Worker dies at the scene after collision with white hatchback, with driver reportedly over the legal limit
One worker died and another one injured when they were hit by a white hatchback in British Columbia just before midnight on Thursday, according to reports.
Alcohol and speed were believed to have played a role in the incident near Kipp Road and the Trans-Canada Highway.
Forty per cent of Canadians believe distracted driving is the number one cause of car-related deaths, according to a report released in February 2020.
Police, firefighters and paramedics responded to the scene, according to a Global News report.
“When police arrived, two victims were being attended to by BC Ambulance Service staff. The driver of the vehicle involved, a white hatchback car, was being detained by police for investigation,” said RCMP in a statement Friday. "Tragically, one of the victims died at the scene, while the other was transported to hospital with serious injuries.”
The worker who died was working for Hub City Paving. The flagger – a woman in her late 30s – is with JSK Traffic Control Services, according to a Times Colonist report.
The flagger, a woman in her late 30s, is now out of hospital, said JSK Traffic Control Services president Remon Hanna, according to Global News’s report.

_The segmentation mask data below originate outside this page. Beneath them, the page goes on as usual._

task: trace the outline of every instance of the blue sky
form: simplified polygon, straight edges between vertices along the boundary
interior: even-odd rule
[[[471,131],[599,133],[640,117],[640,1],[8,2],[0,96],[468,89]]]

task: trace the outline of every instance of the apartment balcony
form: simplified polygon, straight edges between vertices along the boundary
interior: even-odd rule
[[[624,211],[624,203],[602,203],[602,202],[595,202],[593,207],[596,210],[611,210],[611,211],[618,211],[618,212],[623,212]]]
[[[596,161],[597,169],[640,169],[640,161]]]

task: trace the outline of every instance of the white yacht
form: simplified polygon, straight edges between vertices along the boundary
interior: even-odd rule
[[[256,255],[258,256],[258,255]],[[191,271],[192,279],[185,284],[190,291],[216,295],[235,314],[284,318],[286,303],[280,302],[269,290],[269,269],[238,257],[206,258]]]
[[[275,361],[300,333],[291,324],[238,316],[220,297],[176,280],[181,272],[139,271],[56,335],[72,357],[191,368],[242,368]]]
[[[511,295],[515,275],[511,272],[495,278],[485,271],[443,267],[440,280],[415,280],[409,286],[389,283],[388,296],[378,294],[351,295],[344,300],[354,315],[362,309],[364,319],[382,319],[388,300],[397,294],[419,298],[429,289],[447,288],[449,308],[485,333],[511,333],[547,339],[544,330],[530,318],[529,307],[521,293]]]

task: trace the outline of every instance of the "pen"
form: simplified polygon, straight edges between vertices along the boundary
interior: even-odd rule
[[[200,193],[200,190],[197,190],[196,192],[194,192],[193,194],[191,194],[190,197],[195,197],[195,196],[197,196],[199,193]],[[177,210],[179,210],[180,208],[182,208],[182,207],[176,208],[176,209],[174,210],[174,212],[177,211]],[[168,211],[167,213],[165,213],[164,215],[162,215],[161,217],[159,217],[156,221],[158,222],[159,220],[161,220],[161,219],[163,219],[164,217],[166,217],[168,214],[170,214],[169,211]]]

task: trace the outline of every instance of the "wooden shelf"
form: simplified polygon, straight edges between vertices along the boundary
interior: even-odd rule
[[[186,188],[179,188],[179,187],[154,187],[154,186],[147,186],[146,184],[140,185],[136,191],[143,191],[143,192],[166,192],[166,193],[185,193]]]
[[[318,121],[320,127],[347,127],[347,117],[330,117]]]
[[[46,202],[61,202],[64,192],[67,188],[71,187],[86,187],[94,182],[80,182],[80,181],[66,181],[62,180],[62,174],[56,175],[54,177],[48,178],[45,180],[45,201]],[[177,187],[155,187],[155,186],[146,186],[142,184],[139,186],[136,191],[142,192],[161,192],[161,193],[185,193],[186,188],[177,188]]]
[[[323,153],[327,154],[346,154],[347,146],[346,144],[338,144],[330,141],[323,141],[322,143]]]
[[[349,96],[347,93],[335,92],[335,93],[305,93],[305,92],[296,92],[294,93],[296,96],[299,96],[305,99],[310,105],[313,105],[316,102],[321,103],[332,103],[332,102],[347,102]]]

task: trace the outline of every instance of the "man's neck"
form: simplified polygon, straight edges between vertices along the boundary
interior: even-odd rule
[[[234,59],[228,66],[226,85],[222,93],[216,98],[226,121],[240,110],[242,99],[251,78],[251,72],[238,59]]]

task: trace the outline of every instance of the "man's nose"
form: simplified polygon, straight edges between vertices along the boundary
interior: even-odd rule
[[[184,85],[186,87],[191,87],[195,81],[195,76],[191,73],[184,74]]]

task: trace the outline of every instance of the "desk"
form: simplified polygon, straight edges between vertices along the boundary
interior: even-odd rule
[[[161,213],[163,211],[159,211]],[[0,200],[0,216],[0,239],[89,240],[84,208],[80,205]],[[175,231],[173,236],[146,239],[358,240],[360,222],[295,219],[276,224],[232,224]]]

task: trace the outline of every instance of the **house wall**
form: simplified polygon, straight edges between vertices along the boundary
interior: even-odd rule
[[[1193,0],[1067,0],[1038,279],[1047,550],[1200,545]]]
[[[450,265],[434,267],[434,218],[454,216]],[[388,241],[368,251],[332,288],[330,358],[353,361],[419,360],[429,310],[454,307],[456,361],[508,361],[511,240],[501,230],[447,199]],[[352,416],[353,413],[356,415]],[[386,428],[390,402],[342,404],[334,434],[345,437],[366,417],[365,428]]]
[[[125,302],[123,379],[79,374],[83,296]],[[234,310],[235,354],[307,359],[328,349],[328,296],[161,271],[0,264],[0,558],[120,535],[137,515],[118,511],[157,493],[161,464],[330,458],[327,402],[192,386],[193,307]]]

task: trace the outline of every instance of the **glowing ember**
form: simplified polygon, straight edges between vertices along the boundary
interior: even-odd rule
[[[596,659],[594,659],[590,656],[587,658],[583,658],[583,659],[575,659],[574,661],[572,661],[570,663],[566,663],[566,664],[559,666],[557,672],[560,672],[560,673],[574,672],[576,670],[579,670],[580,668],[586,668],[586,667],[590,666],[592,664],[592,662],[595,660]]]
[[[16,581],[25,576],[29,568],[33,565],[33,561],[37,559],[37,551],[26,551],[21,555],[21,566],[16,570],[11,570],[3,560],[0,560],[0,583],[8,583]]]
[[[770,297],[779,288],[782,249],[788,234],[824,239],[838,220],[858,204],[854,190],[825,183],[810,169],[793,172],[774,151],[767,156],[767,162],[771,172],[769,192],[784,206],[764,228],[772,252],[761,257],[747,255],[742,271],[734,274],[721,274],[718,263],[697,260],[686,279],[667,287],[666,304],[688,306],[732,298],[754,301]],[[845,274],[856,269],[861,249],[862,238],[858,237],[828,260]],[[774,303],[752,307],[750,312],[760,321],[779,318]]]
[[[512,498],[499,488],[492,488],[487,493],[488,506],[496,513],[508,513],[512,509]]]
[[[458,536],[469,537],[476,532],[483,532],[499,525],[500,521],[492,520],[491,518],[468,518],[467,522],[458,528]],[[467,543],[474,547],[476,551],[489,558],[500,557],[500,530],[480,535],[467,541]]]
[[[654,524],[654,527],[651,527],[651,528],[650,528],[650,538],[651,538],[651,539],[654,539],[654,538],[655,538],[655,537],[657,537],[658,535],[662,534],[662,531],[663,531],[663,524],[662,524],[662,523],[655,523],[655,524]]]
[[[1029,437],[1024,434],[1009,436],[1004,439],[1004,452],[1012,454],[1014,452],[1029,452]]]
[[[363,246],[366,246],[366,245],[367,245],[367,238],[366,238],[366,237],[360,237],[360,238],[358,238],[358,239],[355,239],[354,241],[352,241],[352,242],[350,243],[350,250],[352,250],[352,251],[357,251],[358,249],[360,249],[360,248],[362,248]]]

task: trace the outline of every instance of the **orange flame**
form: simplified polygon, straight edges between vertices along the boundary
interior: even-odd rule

“She’s home recovering, as much as you can recover under the circumstances. Our person is going to be OK, but there’s somebody that lost their life. It’s really tragic. This is a human being with a family that’s not going to be able to go back to their family,” he said.
Meanwhile, the driver of the car – a woman in her 40s from Nanaimo – was detained for questioning by police. She gave a pair of breath samples that showed she was over the legal limit for alcohol, according to a report from Nanaimo News Bulletin. She has since been released.
Const. Gary O’Brien said the woman has been handed a 90-day driving prohibition as the investigation continues, according to the report.
Many Canadians are not willing to embrace proven measures for safer roads, according to a previous report.